L’imam, sia chiaro, non ha detto di non votare a sinistra, anzi, “ho spiegato che ritengo sia giusto votare a sinistra perché è lì che troviamo posizioni più vicine ai nostri ideali”, ma i candidati di SeL no, perché “Vendola vive in una società che non è musulmana, quindi può fare quello che vuole, ma io mi trovo in difficoltà a votare una persona così”.
Grazie al cielo non tutti gli immigrati musulmani lombardi la pensano come l’imam di Segrate: “Ritengo che sia sbagliata” ha detto Abu Bakr Geddouda, il segretario della moschea milanese di Cascina Gabba, spiegando che secondo lui bisogna andare a votare sui “programmi” e non sulla “vita privata” dei leader politici. Ma tutto sommato l’exploit dell’imam omofobico dovrebbe preoccupare quanti, a sinistra, credono davvero che in Europa il multiculturalismo sia la panacea di tutti i mali.
Sul sito di SeL, Roberto Musacchio attacca le destre europee e naturalmente quella berlusconiana difendendo il multiculturalismo da chi vuole distruggerlo "ipocritamente" perché ha in mente di "imporre una superiorità culturale che non esiste". Forse Musacchio non se capaciterà ma l’imam di Segrate si sente già superiore ai gay, visto che li ritiene tanto inferiori da non votarli alle elezioni.

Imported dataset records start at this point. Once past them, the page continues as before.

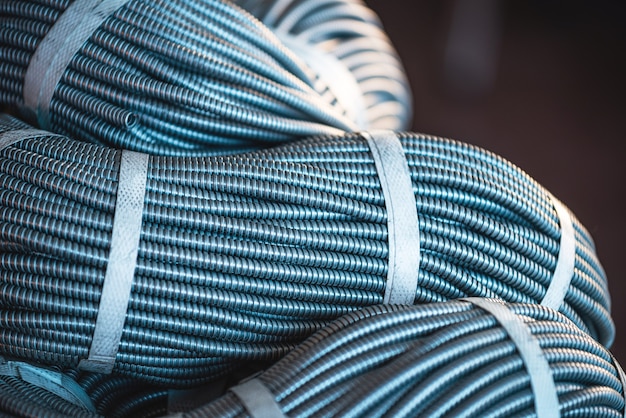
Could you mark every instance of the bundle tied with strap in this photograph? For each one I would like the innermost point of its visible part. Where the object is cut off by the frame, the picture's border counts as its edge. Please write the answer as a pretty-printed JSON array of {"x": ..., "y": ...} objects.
[
  {"x": 239, "y": 258},
  {"x": 180, "y": 78}
]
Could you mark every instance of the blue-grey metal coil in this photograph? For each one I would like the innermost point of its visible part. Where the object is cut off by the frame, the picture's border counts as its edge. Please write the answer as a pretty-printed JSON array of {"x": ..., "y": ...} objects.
[
  {"x": 352, "y": 33},
  {"x": 434, "y": 360},
  {"x": 192, "y": 77},
  {"x": 241, "y": 257}
]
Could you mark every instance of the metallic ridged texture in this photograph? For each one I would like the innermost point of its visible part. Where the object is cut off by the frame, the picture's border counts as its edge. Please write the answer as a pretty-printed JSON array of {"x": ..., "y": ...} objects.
[
  {"x": 441, "y": 359},
  {"x": 241, "y": 257},
  {"x": 185, "y": 77}
]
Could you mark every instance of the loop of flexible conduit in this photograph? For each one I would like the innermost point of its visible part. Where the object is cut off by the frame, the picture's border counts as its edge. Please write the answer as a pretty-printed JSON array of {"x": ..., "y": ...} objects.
[
  {"x": 177, "y": 77},
  {"x": 453, "y": 358},
  {"x": 242, "y": 257},
  {"x": 346, "y": 36}
]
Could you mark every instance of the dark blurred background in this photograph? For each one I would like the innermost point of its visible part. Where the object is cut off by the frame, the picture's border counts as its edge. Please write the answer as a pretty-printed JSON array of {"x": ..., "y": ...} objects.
[{"x": 541, "y": 83}]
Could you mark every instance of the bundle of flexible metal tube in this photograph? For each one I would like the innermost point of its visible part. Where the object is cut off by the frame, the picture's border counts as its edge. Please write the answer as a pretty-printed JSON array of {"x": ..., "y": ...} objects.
[
  {"x": 462, "y": 358},
  {"x": 190, "y": 77},
  {"x": 351, "y": 33},
  {"x": 241, "y": 257}
]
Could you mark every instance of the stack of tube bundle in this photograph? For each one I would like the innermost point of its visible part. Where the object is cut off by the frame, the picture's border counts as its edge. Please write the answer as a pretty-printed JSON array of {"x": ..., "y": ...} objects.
[
  {"x": 452, "y": 358},
  {"x": 192, "y": 77}
]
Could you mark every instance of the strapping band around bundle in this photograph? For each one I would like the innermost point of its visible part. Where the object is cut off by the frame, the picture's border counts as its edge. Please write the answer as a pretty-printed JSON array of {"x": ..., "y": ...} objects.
[
  {"x": 564, "y": 270},
  {"x": 622, "y": 378},
  {"x": 337, "y": 77},
  {"x": 541, "y": 380},
  {"x": 54, "y": 53},
  {"x": 120, "y": 270},
  {"x": 402, "y": 221},
  {"x": 54, "y": 382},
  {"x": 9, "y": 138},
  {"x": 257, "y": 399}
]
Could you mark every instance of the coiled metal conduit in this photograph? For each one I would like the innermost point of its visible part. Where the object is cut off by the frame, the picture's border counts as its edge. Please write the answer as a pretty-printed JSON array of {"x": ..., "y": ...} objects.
[
  {"x": 442, "y": 359},
  {"x": 353, "y": 34},
  {"x": 242, "y": 257},
  {"x": 184, "y": 77}
]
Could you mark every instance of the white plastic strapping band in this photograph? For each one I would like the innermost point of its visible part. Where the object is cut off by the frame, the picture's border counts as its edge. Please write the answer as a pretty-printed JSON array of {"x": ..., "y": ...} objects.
[
  {"x": 541, "y": 380},
  {"x": 622, "y": 378},
  {"x": 120, "y": 270},
  {"x": 8, "y": 138},
  {"x": 338, "y": 78},
  {"x": 54, "y": 382},
  {"x": 257, "y": 399},
  {"x": 564, "y": 270},
  {"x": 54, "y": 53},
  {"x": 402, "y": 221}
]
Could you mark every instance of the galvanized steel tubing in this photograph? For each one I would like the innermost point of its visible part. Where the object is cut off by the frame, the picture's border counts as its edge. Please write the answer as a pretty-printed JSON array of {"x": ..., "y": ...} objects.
[
  {"x": 241, "y": 257},
  {"x": 352, "y": 34},
  {"x": 188, "y": 77},
  {"x": 434, "y": 360}
]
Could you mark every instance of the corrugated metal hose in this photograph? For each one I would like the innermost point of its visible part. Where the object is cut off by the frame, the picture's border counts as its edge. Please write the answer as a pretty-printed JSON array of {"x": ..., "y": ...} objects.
[
  {"x": 214, "y": 210},
  {"x": 452, "y": 358},
  {"x": 202, "y": 76},
  {"x": 241, "y": 257}
]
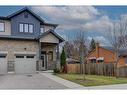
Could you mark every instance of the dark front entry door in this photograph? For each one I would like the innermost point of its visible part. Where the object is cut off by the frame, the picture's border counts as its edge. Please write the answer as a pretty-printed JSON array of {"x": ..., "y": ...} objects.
[
  {"x": 10, "y": 66},
  {"x": 43, "y": 59}
]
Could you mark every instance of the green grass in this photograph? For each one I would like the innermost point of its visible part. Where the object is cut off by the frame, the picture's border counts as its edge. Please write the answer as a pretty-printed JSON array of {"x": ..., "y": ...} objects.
[{"x": 92, "y": 80}]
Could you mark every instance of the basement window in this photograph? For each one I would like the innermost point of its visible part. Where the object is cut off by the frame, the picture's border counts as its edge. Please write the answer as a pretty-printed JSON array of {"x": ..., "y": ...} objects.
[
  {"x": 19, "y": 56},
  {"x": 2, "y": 56},
  {"x": 92, "y": 60},
  {"x": 30, "y": 56}
]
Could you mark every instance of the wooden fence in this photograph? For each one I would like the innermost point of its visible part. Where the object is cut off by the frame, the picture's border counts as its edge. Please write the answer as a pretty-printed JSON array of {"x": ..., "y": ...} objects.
[{"x": 97, "y": 69}]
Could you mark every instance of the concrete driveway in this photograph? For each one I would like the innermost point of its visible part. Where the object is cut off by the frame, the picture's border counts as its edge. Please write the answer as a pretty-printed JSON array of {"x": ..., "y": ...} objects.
[{"x": 34, "y": 81}]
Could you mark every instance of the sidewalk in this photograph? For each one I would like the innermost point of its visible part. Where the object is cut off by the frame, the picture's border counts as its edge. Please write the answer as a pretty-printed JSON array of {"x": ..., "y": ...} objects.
[{"x": 69, "y": 84}]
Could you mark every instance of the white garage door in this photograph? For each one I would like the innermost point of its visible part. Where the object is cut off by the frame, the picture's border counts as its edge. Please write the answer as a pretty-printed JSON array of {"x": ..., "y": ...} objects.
[
  {"x": 25, "y": 64},
  {"x": 3, "y": 64}
]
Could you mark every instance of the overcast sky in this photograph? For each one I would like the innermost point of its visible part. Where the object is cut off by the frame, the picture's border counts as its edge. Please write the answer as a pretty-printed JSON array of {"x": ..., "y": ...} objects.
[{"x": 93, "y": 20}]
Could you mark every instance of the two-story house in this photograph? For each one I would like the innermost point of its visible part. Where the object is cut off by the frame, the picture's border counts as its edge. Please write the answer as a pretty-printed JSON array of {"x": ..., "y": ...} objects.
[{"x": 27, "y": 43}]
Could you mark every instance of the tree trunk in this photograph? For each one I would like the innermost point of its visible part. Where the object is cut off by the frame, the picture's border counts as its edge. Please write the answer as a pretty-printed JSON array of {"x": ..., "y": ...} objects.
[{"x": 116, "y": 65}]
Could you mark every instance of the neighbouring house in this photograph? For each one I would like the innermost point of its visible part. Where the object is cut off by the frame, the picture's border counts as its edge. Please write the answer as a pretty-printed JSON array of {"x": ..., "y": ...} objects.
[
  {"x": 72, "y": 61},
  {"x": 105, "y": 54},
  {"x": 27, "y": 43}
]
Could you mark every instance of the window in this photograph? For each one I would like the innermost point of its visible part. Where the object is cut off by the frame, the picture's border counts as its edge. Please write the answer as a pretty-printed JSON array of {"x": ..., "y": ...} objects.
[
  {"x": 27, "y": 28},
  {"x": 100, "y": 61},
  {"x": 50, "y": 55},
  {"x": 19, "y": 56},
  {"x": 30, "y": 56},
  {"x": 30, "y": 28},
  {"x": 42, "y": 30},
  {"x": 93, "y": 60},
  {"x": 1, "y": 27},
  {"x": 25, "y": 15},
  {"x": 21, "y": 27},
  {"x": 2, "y": 56}
]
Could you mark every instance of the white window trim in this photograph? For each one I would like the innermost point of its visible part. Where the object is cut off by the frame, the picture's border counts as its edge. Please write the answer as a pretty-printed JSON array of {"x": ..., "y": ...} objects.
[
  {"x": 3, "y": 27},
  {"x": 28, "y": 26}
]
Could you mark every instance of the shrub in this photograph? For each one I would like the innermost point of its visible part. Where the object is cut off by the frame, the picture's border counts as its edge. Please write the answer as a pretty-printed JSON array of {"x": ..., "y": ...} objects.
[{"x": 56, "y": 70}]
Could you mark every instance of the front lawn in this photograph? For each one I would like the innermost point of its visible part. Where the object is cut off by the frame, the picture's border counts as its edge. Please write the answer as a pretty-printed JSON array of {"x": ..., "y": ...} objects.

Un’ultima cosa. Visto che l’imam di Segrate si trova tanto “in difficoltà” in democrazia, un regime scellerato che consente a Vendola di candidarsi, non vogliamo neppure provare a immaginare cosa sarebbe accaduto al leader della sinistra libertaria ed ecologista se invece che da Milano la “fatwa” fosse arrivata dal Cairo, da Teheran o da Kabul.